Gleich­zei­tig fordert das Gericht den Gesetz­ge­ber zu einer Neureg­lung der Sterbe­hilfe auf.

Juli 2023

Zwei Gesetz­ent­würfe zur Neure­ge­lung der Sterbe­hilfe schla­gen unter anderem vor, bestimmte Medika­mente zum ausdrück­li­chen Zweck der Selbst­tö­tung im Betäu­bungs­mit­tel­ge­setz festzu­schrei­ben. Während eine Initia­tive Ärztin­nen und Ärzten grund­sätz­lich die Freiheit einräu­men will, unter bestimm­ten Voraus­set­zun­gen tödli­che Mittel verschrei­ben zu dürfen, sieht der andere Vorschlag eine grund­sätz­li­che Straf­bar­keit vor.

Beihilfe wäre demnach nur möglich, wenn bestimmte Voraus­set­zun­gen wie psych­ia­tri­schen Unter­su­chun­gen und Beratun­gen erfüllt werden.

Beide Vorschläge finden keine Mehrheit im Bundes­tag.

Wann ist der Wille frei?

Die bis heute immer noch fehlende gesetz­li­che Regelung bemän­gelte auch der Anwalt von Arzt Turow­ski in seinem Plädoyer. Für seinen Mandan­ten ist der jüngste Prozess nicht gut ausge­gan­gen, aber vielleicht nimmt der Gesetz­ge­ber ihn zum Anlass, die Sterbe­hilfe-Thema­tik auf ein Neues anzuge­hen und die große Frage zu regeln, die Ärztin­nen und Ärzte nach der aktuel­len Rechts­lage in die Grauzone treibt: Wann ist ein freier Wille tatsäch­lich ein freier Wille?

FAQs

Worum geht es in dem Sterbe­hilfe-Prozess genau?

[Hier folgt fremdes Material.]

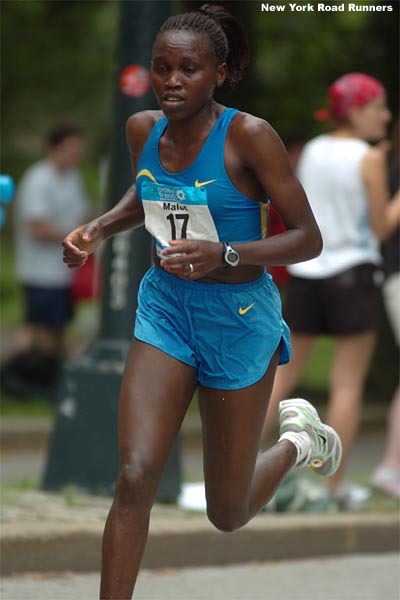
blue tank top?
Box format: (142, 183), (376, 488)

Ein Arzt im Ruhestand, der sich in einem Sterbe­hil­fe­ver­ein engagiert, hat einer depres­si­ven Frau Beihilfe zum Suizid geleis­tet.

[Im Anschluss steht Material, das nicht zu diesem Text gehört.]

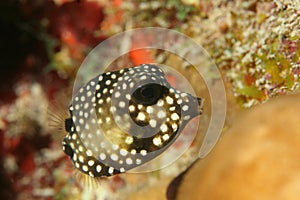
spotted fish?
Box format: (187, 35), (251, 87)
(62, 64), (203, 177)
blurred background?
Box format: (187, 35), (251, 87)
(0, 0), (300, 199)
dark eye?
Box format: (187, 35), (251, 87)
(132, 84), (164, 105)
(63, 139), (74, 158)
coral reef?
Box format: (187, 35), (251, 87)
(0, 0), (300, 199)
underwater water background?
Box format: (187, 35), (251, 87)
(0, 0), (300, 199)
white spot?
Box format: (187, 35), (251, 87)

Warum ist der Arzt zu 3 Jahren Haft verur­teilt worden?

Der Arzt bewegte sich in einer Grauzone: Nach derzei­ti­ger Rechts­lage ist der freie Wille zum Suizid maßgeb­lich. Die Richter sahen die freie Willens­bil­dung wegen der psychi­schen Erkran­kung der Frau nicht als gegeben an.

Was bedeu­tet das Urteil?

Das Urteil verdeut­licht die Notwen­dig­keit einer Neure­ge­lung der Sterbe­hilfe. Dazu ist der Gesetz­ge­ber vom Bundes­ver­fas­sungs­ge­richt seit 2020 aufge­for­dert. Zwei Gesetz­ent­würfe, die im Sommer 2023 zur Abstim­mung standen, fanden keine Mehrheit.

Fazit

Ärztin­nen und Ärzte dürfen in Deutsch­land Beihilfe zum Suizid leisten, indem sie ein tödli­ches Mittel beschaf­fen oder zur Verfü­gung stellen. Das Mittel muss die betrof­fene Person sich selbst verab­rei­chen, darüber hinaus muss ihr Todes­wunsch das Ergeb­nis einer freien Willens­bil­dung sein.

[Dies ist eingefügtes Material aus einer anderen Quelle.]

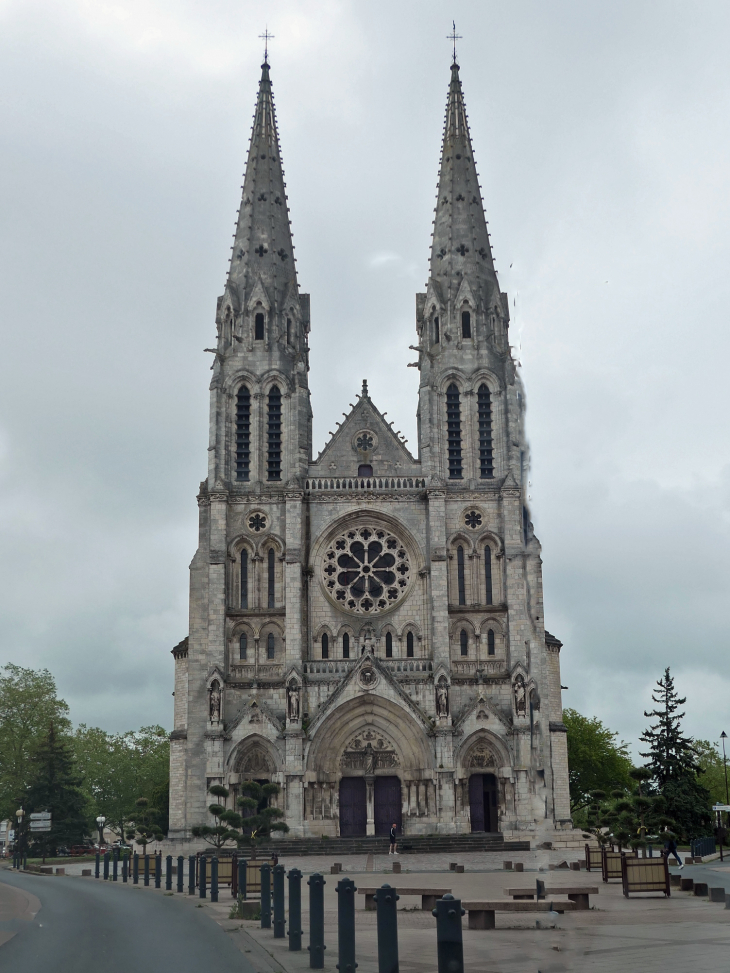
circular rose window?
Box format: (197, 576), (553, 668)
(322, 527), (411, 615)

Da seit einer Entschei­dung des Bundes­ver­fas­sungs­ge­richts aus dem Jahr 2020 eine klare gesetz­li­che Regelung fehlt, die den freien Willen und den ärztli­chen Handlungs­rah­men absteckt, bewegen sich Medizi­ner bei der Beihilfe zum Suizid derzeit in einer recht­li­chen Grauzone.